Er setzte wieder dieses warme Lächeln auf. "Wie du siehst, lebe ich noch."
Sie trat jetzt auf ihn zu und fuhr mit ihrer Hand durch seine kurzen, braunen Haare.
"Diesen Igelschnitt habe ich bei dir schon sehr lange nicht mehr gesehen. Er macht dich jünger."
Er musste über diese Bemerkung unweigerlich lachen. Dann blickte er sie eine Weile an.
In der Ferne hörte man eine Tür im Flur zuschlagen. Beide sahen sich erschrocken um.
"War das bei mir oder bei dir?", wollte sie wissen.
"Vielleicht im Hotel irgendwo. Viel Zeit bleibt uns nicht mehr", bemerkte er.
"Ich weiß." Sie seufzte.
"Tu das nicht, du weißt, dass ich das nicht mag. Wir kriegen das schon hin - irgendwann."
Er nahm sie bei diesen Worten in die Arme und hielt sie fest. Sie schloss dabei die Augen und atmete den Geruch seines Hemdes ein. Es war ein sehr vertrauter, reiner Geruch, der sie beruhigte. Seine Wärme und das Gefühl, das er da war, taten gut.
Ein seltsames Geräusch durchbrach jetzt diesen friedlichen Moment, den die beiden miteinander verbrachten. Es schnitt sich rhythmisch durch die Luft und wurde immer lauter. Fast als würde ein Pianist immer wieder ein Stück in Stakkato auf der tiefen C-Taste spielen.
"Es ist Zeit zu gehen." Er löste die Umarmung. Sie sah ihn flehend an.
"Und wenn wir uns beim nächsten Mal überhaupt nicht mehr erinnern können?", meinte sie.
"Denk nicht daran. Ich habe den Zettel. Frag mich danach. Ich werde ihn immer bei mir tragen."
Er verblasste jetzt zunehmend vor ihren Augen.

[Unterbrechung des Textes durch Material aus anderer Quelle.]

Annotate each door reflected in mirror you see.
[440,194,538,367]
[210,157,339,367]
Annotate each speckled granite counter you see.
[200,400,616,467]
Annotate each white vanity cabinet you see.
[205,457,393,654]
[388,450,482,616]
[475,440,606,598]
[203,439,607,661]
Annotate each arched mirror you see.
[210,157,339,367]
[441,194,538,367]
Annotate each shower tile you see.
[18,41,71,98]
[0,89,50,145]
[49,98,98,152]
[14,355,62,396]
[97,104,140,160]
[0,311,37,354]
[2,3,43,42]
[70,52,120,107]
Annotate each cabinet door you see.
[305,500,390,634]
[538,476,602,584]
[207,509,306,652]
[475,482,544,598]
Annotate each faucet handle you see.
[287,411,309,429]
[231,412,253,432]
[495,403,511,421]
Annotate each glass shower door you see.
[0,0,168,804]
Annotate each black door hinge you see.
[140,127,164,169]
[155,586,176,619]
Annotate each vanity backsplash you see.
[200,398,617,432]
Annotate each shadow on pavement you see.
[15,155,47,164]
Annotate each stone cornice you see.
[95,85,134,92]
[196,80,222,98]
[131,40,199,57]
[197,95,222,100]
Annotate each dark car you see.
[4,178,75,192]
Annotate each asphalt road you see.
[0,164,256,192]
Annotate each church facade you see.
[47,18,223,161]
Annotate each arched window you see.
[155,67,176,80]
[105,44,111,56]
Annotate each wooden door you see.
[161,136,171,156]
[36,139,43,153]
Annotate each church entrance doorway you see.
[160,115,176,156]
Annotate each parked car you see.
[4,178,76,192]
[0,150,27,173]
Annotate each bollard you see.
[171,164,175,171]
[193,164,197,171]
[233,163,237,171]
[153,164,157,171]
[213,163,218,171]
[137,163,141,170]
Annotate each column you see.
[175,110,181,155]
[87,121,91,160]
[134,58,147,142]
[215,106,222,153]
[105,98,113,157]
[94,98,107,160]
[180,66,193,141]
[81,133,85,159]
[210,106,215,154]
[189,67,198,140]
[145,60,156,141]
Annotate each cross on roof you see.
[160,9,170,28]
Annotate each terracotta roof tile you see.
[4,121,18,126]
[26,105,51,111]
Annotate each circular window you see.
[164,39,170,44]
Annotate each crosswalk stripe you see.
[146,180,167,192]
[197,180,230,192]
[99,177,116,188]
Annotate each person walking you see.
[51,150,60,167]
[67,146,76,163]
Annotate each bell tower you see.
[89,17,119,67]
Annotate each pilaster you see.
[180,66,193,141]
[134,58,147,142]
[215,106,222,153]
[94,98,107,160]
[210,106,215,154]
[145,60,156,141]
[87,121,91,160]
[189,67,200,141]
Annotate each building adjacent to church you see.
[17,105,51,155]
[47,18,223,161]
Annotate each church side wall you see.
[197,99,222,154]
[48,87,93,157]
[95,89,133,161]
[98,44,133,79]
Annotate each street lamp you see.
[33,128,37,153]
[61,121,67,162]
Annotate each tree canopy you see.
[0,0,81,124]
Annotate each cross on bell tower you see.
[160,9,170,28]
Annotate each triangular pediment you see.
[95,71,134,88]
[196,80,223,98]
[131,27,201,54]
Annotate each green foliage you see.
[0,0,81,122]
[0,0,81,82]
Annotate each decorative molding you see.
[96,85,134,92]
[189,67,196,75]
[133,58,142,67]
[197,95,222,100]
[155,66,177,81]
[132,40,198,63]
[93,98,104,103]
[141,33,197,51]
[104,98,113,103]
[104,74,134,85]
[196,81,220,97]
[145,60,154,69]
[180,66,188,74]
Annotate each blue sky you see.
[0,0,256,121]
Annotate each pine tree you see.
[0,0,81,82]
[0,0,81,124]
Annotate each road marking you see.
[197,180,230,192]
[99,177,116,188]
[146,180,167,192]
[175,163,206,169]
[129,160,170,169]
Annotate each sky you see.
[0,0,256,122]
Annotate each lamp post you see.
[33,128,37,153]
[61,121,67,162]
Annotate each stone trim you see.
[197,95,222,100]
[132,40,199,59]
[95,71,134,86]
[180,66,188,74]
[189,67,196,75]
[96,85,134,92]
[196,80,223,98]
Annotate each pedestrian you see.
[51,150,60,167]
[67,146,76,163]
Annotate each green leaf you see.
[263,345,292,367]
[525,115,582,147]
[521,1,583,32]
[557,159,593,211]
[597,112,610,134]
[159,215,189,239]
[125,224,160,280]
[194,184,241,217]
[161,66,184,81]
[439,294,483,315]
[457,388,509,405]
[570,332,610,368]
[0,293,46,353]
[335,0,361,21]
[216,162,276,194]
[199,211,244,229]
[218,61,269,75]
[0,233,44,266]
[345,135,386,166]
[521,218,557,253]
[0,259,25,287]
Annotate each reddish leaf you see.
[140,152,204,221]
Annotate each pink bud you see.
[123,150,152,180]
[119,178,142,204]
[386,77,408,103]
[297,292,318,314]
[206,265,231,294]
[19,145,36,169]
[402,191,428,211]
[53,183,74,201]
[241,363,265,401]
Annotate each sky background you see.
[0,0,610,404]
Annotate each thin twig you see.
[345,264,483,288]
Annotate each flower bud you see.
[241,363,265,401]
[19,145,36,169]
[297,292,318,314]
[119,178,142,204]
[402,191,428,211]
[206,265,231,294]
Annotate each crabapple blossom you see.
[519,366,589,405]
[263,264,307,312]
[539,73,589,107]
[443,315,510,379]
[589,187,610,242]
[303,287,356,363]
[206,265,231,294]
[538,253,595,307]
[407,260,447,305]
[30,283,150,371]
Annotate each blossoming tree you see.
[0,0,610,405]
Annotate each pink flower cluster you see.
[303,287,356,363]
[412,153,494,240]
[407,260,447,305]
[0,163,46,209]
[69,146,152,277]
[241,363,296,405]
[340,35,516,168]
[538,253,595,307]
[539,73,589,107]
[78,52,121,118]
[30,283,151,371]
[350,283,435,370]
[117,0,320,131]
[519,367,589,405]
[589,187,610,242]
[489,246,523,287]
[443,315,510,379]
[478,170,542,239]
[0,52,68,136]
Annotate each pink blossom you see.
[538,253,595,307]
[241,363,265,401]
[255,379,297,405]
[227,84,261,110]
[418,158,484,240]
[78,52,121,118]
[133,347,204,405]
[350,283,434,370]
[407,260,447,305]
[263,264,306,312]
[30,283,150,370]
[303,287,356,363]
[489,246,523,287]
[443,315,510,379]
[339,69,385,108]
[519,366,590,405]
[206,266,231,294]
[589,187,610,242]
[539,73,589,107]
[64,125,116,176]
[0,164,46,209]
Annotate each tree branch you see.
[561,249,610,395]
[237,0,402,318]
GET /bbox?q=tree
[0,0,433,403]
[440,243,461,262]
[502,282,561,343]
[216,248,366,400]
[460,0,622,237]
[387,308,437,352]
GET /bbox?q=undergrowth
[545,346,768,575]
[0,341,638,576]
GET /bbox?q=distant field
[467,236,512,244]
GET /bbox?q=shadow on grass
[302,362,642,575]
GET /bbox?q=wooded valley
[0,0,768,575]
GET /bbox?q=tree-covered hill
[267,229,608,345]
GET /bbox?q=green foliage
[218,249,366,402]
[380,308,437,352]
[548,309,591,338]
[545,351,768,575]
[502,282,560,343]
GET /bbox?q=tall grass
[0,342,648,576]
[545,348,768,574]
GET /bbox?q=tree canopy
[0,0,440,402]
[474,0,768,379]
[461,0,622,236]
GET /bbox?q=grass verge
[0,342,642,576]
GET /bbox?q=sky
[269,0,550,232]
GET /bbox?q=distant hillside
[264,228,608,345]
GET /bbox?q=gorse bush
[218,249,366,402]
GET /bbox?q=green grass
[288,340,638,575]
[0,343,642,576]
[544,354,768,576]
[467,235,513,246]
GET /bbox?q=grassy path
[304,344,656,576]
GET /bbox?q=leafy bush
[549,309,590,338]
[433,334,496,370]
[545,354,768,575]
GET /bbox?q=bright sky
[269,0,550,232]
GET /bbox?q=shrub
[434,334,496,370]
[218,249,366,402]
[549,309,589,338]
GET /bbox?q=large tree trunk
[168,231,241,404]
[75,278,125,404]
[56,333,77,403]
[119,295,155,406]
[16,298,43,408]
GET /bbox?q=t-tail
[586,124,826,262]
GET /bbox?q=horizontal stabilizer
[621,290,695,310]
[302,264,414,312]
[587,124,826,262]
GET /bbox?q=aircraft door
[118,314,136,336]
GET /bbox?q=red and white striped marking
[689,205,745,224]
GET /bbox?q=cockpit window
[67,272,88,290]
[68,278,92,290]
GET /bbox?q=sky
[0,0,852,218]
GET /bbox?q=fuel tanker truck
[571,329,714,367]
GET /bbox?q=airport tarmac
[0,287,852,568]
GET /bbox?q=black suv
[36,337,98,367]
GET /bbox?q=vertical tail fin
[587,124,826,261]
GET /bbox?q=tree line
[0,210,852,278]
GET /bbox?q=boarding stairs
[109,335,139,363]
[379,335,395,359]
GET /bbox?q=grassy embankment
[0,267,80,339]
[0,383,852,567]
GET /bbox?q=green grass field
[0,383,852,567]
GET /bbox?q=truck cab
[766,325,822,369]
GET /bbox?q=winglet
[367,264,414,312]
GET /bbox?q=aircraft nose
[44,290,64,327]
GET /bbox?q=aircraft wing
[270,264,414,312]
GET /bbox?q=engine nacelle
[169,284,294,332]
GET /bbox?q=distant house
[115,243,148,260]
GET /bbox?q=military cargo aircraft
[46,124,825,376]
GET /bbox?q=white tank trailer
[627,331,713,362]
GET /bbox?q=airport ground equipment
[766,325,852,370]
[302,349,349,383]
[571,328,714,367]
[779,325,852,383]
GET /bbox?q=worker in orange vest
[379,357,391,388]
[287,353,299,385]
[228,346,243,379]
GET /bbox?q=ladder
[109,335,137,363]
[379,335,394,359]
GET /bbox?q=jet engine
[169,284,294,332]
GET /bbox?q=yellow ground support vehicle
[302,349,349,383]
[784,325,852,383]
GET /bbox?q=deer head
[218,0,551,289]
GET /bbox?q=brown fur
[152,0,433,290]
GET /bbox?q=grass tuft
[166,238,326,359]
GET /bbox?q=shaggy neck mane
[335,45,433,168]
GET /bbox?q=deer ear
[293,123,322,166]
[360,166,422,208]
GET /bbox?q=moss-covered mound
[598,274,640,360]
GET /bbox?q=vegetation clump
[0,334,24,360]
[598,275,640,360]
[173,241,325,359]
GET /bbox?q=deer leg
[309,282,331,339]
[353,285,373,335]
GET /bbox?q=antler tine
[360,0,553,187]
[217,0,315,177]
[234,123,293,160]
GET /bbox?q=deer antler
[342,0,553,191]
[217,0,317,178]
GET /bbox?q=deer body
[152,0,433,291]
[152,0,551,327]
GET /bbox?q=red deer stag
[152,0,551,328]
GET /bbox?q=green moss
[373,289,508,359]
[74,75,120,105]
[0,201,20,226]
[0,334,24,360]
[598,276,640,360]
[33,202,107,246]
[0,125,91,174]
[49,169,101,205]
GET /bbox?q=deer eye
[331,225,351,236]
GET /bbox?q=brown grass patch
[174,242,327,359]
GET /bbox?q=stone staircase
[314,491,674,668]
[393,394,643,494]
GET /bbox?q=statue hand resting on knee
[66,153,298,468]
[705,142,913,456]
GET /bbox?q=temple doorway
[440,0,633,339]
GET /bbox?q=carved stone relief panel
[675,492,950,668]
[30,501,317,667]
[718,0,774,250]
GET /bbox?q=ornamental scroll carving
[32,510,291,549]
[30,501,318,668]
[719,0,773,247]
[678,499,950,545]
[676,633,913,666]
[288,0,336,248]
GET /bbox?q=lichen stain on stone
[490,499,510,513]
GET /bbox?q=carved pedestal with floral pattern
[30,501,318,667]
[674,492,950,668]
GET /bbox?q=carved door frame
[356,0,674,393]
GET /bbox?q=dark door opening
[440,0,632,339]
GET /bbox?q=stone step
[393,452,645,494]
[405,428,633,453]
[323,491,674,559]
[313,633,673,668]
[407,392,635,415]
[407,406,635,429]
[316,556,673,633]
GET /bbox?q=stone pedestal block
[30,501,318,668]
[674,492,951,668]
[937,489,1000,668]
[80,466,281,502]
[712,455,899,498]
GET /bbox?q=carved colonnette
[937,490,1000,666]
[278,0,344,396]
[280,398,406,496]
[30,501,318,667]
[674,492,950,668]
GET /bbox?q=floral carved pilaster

Sie versuchte nach seiner Hand zu greifen.
"Ich muss dir noch was sagen."
"Ich auch."

Sie schlug die Augen auf und schaltete mit einer schwerfälligen Bewegung den Wecker auf dem Nachttisch aus. Dann betrachtete sie eine Weile die Zimmerdecke und versuchte das Gefühl, das sie aus ihrem Traum mitgebracht hatte, festzuhalten. Schließlich griff sie nach ihrem Tagebuch, um dort jedes Detail zu verewigen, in der Hoffnung ihm eines Tages wieder zu begegnen.